Another object of this invention is to provide a new and improved apparatus which is effective to detect when the distance which a cable extends outwardly from a boom is less than a predetermined distance and is thereupon effective to interrupt shortening of the cable.
Another object of this invention is to provide a new and improved apparatus which responds to an excessive decrease in the length of cable extending from a boom by actuating a portion of a control linkage to prevent any further decrease in the length of cable extending from the boom.
It is a further object of the present invention to provide an "anti-two-block" system as set forth in any of the preceding objects in which operator controls for crane functions which could be causing "two-blocking" are placed automatically moved away from positions which promote "two-blocking" when the tool hanging from the crane comes dangerously close the outer end portion of the boom.
These and other objects and features of the present invention will become apparent from the following specification describing preferred embodiment shown in the accompanying drawings wherein:
FIG. 1 is a side elevational view of a crane equipped with the "anti-two-block" system of the present invention;
FIG. 2 is a plan view on an enlarged scale, of a portion of the "anti-two-block" system of FIG. 1 showing linkages, cylinders, and control valves associated with four crane motors;
FIG. 3 is a side elevational view taken generally along line 3--3 in FIG. 2 and also including a control lever and associated linkages;
FIG. 4 is an enlarged fragmentary sectional view showing a safety cylinder included in the linkage of FIG. 2 in an extended position;
FIG. 5 is a view similar to FIG. 4 but showing the safety cylinder in its contracted position;
FIG. 6 is a schematic diagram of an electrical circuit which is included in the "anti-two-block" system of FIG. 1;
FIG. 7 is a schematic diagram of a hydraulic circuit which is included in the "anti-two-block" system of FIG. 1 and showing the safety cylinder in its extended position, and a control lever and valve in their neutral positions;
FIG. 8 is a view similar to FIG. 7 but showing the control valve moved to cause a boom pivot cylinder to retract; and
FIG. 9 is a view similar to FIG. 7 but showing the control valve moved to a neutral position by the safety cylinder.
FIG. 10 is a fragmentary, longitudinal sectional view taken of a portion of the metal tube referred to above and utilized as part of the short cable detection apparatus, as shown in FIG. 1.
A crane 10 includes a boom 12 from which a hook 14 is suspended by a cable 16 (FIG. 1).
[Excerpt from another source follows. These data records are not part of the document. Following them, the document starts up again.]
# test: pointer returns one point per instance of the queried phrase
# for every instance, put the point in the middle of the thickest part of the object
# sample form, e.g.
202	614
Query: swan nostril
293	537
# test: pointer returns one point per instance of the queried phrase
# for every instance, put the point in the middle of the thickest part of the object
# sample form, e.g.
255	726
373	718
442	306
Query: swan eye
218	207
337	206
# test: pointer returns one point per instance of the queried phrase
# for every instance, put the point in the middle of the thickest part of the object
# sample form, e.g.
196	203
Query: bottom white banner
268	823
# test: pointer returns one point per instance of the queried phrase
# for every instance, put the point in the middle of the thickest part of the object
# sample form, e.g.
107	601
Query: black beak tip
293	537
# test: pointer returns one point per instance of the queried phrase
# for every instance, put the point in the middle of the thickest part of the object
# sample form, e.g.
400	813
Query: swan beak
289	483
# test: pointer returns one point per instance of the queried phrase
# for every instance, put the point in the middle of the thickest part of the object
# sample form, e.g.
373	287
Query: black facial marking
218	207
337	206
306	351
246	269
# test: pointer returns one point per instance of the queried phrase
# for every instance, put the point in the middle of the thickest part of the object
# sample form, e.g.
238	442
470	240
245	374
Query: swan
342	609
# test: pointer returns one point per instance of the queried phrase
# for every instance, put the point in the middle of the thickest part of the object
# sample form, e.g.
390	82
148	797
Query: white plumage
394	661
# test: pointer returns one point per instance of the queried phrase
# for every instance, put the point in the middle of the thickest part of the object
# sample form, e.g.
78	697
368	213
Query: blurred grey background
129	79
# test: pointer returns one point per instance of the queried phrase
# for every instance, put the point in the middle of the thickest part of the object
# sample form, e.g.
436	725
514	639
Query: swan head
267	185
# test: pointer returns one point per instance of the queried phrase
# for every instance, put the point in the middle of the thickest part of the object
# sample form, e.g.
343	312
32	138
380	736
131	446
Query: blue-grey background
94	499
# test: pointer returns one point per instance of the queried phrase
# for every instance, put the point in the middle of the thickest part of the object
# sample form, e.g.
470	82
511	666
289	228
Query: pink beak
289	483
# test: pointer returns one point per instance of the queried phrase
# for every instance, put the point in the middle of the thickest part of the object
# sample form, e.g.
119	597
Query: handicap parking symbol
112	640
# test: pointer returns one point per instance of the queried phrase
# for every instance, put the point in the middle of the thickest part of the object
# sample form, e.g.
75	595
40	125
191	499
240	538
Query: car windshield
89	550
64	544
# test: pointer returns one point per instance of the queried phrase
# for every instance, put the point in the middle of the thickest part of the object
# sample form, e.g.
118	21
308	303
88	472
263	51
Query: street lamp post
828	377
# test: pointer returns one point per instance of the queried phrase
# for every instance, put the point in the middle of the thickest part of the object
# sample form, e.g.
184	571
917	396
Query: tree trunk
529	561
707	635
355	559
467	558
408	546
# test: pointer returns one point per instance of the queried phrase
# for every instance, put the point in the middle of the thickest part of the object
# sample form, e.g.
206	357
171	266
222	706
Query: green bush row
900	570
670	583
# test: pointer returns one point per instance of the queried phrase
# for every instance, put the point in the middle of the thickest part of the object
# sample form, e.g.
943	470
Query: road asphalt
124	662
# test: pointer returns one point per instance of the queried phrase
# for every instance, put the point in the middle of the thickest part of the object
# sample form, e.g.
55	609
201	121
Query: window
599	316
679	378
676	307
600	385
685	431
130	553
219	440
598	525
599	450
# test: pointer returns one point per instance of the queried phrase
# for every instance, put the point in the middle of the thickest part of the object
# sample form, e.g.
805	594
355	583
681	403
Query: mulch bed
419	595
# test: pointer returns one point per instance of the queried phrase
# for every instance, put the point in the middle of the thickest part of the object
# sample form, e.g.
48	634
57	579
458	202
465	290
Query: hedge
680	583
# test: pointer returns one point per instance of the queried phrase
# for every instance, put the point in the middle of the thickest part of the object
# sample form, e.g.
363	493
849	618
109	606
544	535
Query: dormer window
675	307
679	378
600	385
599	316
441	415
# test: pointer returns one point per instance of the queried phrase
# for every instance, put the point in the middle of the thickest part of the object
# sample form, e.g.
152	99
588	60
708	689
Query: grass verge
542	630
Although the present invention is shown and described as having a hook 14 connected to a block 28, it is to be understood that a grab, wrecking ball or other similar tool could be connected to the block. The cable 16 is extended or retracted by a main winch 18 located a small distance from the boom pivot 20. Alternately, the cable 16 may be connected to an auxiliary winch 38. The cable 16 extends from the winch 18 over blocks or sheeves 22 and 24 located on the outer end portion 26 of the boom 12 and around the block 28 associated with the hook 14 or other tool. The end 30 of the cable 16 is fixedly connected the outer end portion of the boom.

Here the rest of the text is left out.